Toute la gestion des cantines scolaires à revoir

Un repas riche et équilibré constitue indiscutablement un stimulant indispensable à l’épanouissement physique et intellectuel des élèves, particulièrement ceux et celles qui sont issus de milieux défavorisés. Combien sont-ils ces élèves qui, tenaillés par la faim, n’attendent désormais que l’heure de la cantine pour retrouver quelques forces ? Un gros effort a été à l’évidence fourni par l’Etat pour doter chaque école d’une cantine, mais il est tout aussi vrai que cet intérêt n’a pas encore atteint sa juste mesure lorsque des élus constatent que le bricolage au niveau des restaurants scolaires a encore de beaux jours devant lui.

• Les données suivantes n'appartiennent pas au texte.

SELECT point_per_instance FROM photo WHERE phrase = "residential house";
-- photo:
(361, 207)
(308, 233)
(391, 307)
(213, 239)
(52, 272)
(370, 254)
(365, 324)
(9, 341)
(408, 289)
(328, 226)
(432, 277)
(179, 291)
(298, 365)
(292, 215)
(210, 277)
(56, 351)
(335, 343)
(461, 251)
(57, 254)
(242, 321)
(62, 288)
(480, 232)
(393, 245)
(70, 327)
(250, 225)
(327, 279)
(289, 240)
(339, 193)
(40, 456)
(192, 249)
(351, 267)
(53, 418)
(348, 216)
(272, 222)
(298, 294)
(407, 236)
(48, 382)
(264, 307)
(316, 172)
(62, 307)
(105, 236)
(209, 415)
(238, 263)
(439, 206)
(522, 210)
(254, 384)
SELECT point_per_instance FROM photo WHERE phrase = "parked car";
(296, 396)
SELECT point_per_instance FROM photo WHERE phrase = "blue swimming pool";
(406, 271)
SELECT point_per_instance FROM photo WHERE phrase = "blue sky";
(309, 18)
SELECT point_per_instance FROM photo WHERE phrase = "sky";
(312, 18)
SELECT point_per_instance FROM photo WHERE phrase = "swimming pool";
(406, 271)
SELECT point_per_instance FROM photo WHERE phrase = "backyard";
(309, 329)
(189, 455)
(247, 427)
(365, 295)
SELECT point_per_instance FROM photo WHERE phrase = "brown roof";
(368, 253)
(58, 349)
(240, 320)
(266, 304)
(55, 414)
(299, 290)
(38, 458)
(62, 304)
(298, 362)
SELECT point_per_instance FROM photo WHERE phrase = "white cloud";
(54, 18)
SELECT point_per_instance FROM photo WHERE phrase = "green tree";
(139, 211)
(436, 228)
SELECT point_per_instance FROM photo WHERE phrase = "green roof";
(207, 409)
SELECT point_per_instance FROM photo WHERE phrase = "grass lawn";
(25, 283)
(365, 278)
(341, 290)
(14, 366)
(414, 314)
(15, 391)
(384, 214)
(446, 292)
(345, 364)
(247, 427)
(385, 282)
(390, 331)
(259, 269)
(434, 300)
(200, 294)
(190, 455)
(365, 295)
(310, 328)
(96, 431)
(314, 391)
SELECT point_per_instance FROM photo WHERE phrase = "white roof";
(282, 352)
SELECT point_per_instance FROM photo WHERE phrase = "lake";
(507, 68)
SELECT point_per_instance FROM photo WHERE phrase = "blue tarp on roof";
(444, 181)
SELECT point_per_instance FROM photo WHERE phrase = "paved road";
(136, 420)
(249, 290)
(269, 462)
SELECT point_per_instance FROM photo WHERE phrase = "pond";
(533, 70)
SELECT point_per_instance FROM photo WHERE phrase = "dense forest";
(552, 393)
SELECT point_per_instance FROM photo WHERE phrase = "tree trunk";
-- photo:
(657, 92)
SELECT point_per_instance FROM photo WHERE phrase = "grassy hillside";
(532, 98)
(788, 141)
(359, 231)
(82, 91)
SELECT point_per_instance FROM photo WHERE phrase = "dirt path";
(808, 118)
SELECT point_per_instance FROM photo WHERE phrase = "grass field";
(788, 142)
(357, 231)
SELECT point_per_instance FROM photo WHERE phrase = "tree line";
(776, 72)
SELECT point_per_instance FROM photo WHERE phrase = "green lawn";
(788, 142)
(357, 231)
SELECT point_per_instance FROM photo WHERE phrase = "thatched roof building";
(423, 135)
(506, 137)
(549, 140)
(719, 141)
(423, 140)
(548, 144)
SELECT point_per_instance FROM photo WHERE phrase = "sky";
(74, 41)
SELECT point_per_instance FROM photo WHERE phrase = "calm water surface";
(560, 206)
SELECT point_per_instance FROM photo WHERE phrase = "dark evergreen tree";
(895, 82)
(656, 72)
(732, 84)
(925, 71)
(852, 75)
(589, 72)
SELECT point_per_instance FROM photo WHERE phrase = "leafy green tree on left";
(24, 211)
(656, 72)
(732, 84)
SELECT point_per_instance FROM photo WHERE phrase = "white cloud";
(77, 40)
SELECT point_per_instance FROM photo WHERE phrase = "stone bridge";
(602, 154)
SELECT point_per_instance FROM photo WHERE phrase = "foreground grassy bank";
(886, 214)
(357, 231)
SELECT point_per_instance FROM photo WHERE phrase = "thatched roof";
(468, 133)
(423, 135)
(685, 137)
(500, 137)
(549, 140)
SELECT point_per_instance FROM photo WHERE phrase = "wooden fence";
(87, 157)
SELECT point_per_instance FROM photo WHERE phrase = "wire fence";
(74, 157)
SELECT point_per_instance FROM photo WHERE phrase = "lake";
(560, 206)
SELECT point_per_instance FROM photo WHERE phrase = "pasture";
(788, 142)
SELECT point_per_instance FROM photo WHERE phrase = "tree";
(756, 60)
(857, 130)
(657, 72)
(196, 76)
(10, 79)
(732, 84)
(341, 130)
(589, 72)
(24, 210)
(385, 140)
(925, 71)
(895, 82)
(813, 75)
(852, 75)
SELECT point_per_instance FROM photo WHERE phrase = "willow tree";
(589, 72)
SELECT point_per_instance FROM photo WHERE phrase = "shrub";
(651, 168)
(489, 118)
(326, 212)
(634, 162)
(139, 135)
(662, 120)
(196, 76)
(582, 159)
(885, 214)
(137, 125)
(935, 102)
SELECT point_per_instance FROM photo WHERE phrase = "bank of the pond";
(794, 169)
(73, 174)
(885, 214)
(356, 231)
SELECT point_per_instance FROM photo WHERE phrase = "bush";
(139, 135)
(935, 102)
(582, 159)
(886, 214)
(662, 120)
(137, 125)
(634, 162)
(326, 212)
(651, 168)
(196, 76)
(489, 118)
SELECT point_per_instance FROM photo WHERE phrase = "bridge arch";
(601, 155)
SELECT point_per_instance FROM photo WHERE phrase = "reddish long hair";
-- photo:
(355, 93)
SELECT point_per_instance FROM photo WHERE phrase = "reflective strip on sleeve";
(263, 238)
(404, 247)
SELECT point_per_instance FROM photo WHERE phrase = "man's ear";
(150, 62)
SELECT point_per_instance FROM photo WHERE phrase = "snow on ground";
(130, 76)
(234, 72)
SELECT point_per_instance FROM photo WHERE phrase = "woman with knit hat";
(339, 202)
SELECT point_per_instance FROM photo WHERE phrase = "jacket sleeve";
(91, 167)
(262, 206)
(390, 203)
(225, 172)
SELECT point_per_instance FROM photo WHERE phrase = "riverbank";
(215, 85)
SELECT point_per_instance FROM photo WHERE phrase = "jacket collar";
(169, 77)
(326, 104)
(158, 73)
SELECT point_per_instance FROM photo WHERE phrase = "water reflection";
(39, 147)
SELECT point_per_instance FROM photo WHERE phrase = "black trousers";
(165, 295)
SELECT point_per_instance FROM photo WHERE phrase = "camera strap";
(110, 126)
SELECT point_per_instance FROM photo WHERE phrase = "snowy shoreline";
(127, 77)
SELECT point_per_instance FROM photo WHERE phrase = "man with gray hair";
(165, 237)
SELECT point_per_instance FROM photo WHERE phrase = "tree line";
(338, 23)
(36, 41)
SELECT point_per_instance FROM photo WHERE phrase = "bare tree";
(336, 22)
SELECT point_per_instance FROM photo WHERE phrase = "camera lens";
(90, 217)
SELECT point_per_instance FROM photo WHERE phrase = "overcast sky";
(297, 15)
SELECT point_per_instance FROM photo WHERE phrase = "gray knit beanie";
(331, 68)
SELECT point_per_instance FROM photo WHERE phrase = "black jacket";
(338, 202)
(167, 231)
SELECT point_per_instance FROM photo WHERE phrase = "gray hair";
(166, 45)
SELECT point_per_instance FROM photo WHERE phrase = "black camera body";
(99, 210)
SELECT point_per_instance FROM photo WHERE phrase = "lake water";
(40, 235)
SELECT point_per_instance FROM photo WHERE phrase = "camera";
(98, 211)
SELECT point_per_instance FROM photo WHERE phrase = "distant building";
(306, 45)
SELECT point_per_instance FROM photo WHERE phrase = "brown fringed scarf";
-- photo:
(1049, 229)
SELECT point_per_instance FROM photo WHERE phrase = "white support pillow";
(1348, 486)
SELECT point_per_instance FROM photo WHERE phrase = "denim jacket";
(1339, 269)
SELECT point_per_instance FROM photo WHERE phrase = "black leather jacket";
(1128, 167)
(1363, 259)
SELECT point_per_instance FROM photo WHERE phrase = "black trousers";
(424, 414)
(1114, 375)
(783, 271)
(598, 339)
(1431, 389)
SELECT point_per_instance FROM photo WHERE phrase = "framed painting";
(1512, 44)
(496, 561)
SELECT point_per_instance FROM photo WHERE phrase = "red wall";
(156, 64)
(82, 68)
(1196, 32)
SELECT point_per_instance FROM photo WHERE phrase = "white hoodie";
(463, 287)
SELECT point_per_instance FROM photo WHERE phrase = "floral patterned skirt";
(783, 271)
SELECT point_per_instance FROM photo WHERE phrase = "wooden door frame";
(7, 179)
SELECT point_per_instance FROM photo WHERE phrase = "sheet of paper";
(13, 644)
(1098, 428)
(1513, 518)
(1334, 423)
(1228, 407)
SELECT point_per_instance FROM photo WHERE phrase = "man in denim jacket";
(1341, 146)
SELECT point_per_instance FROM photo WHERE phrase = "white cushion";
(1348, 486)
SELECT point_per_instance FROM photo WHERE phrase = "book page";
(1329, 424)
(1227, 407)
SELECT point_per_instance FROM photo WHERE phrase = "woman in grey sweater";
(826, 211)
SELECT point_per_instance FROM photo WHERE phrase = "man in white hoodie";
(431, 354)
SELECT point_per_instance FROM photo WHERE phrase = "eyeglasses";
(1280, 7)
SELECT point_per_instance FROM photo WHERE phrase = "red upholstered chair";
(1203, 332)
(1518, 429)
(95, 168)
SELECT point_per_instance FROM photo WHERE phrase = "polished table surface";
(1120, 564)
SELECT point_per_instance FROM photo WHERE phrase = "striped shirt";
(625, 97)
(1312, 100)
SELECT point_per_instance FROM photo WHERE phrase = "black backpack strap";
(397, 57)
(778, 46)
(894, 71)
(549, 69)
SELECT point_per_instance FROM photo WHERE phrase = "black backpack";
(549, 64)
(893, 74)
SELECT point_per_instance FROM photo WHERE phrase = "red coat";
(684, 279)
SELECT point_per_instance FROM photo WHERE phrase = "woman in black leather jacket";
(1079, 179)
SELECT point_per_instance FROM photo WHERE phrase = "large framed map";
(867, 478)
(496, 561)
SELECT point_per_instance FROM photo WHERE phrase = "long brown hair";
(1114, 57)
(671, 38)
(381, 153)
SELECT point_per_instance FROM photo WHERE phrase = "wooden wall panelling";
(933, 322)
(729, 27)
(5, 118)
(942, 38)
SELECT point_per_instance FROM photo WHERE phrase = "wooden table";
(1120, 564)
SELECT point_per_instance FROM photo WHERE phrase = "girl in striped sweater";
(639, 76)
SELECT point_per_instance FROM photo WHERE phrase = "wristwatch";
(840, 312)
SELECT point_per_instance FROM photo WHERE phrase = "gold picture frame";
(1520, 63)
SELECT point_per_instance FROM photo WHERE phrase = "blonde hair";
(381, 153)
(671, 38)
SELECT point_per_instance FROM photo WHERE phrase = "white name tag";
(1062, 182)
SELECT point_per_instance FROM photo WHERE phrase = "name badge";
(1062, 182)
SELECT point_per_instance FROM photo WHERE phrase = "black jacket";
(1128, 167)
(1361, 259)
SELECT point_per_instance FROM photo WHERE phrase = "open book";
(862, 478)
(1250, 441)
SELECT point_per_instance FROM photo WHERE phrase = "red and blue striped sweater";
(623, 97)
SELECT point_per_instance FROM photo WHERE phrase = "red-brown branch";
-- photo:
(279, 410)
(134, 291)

Les insuffisances relevées par la commission spécialisée de l’APW d’Aïn Témouchent abondent dans ce sens. Dans son rapport présenté dernièrement dans le cadre de la session d’automne, elle a commencé par s’interroger sur les raisons qui ont empêché la nouvelle cantine scolaire de l’école Haï Sidi Sohbi à Béni Saf d’ouvrir ses portes alors qu’elle est prête à fonctionner. Les élus soulignent ensuite l’existence de plusieurs écoles et CEM dépourvus de cantine, notamment au niveau des communes déshéritées.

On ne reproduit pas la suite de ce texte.